Anche le insegnanti non si erano accorte di nulla, del terribile momento di abbandono che stava vivendo Birò: infatti, paradossalmente Birò a scuola era migliorato, ancora più coscienzioso e studioso di prima!

La madre, quando tornava a casa dall’ospedale, raccontava a Birò dei progressi o dei regressi di Bibò e chiedeva a lui che cosa ne pensasse.

Birò, ometto come sempre e più di sempre, si guardava bene dal comunicare in qualche modo il suo disagio e il suo dolore e aveva sempre una parola di conforto per la madre. Ma nel cuore aveva la morte, la solitudine, la disperazione.

Sentiva anche di non farcela più, ma non poteva, non doveva deludere la mamma e il fratello.

Per fortuna, la Provvidenza che tutto vede prese la forma della Vecchia Quercia che ospitava la casa dei leprotti.

La Vecchia Quercia, che vedeva ogni giorno Birò e che ne ascoltava i pianti e i monologhi notturni, una sera decise di intervenire: non era più accettabile che un leprotto così buono come Birò soffrisse così tanto senza nessuno che lo confortasse o, peggio, senza che nessuno se ne accorgesse.

Così, quando Mamma Lepre arrivò a casa dall’ospedale per riposarsi un po’, per poi tornare a dormire in ospedale, mentre, assente come sempre quando era a casa, stava per aprire la porta, la Vecchia Quercia fece sentire il suo vocione!

Mamma Lepre” – disse la Quercia – “Tu stai curando un figlio per farlo guarire, ma non ti accorgi dell’altro che si sta ammalando ben più gravemente!”.

Mamma Lepre, subito addirittura un po’ contrariata, ascoltò poi il lungo discorso che la Vecchia Quercia aveva in serbo per lei.

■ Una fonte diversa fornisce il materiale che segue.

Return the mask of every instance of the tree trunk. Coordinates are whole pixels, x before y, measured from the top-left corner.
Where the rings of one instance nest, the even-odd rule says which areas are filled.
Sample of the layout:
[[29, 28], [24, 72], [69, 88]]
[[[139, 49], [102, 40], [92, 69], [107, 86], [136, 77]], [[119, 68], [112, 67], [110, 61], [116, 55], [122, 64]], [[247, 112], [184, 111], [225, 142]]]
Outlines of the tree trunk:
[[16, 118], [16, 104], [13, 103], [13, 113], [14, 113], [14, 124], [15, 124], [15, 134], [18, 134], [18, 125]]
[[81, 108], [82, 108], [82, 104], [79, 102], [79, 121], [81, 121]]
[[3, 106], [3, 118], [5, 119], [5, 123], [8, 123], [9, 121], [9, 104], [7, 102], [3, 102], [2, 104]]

E la Quercia parlò, parlò, parlò per ore, narrando a Mamma Lepre tutta la solitudine e la disperazione di Birò, sempre vissute nella più grande dignità e in silenzio.

Mamma Lepre pianse, pianse con forti singhiozzi e più piangeva e più capiva e più capiva e più si rammaricava.

All’improvviso tutto le fu chiaro: avrebbe superato ogni vecchio rancore, avrebbe chiesto aiuto a sua madre, Nonna Lepre, cui non parlava da anni, avrebbe chiesto alla propria madre di stare all’ospedale con Bibò, certa di fare la felicità sia di Bibò sia della Nonna e, da lì in poi, si sarebbe dedicata anche e soprattutto al piccolo eroe Birò, in attesa che il fratello guarito tornasse a casa e con la certezza di avere dei figli stupendi, ma soprattutto con la gioia dettata dalla consapevolezza che la sua mamma, Nonna Lepre, avrebbe potuto accarezzarle di nuovo i capelli come quando era piccola.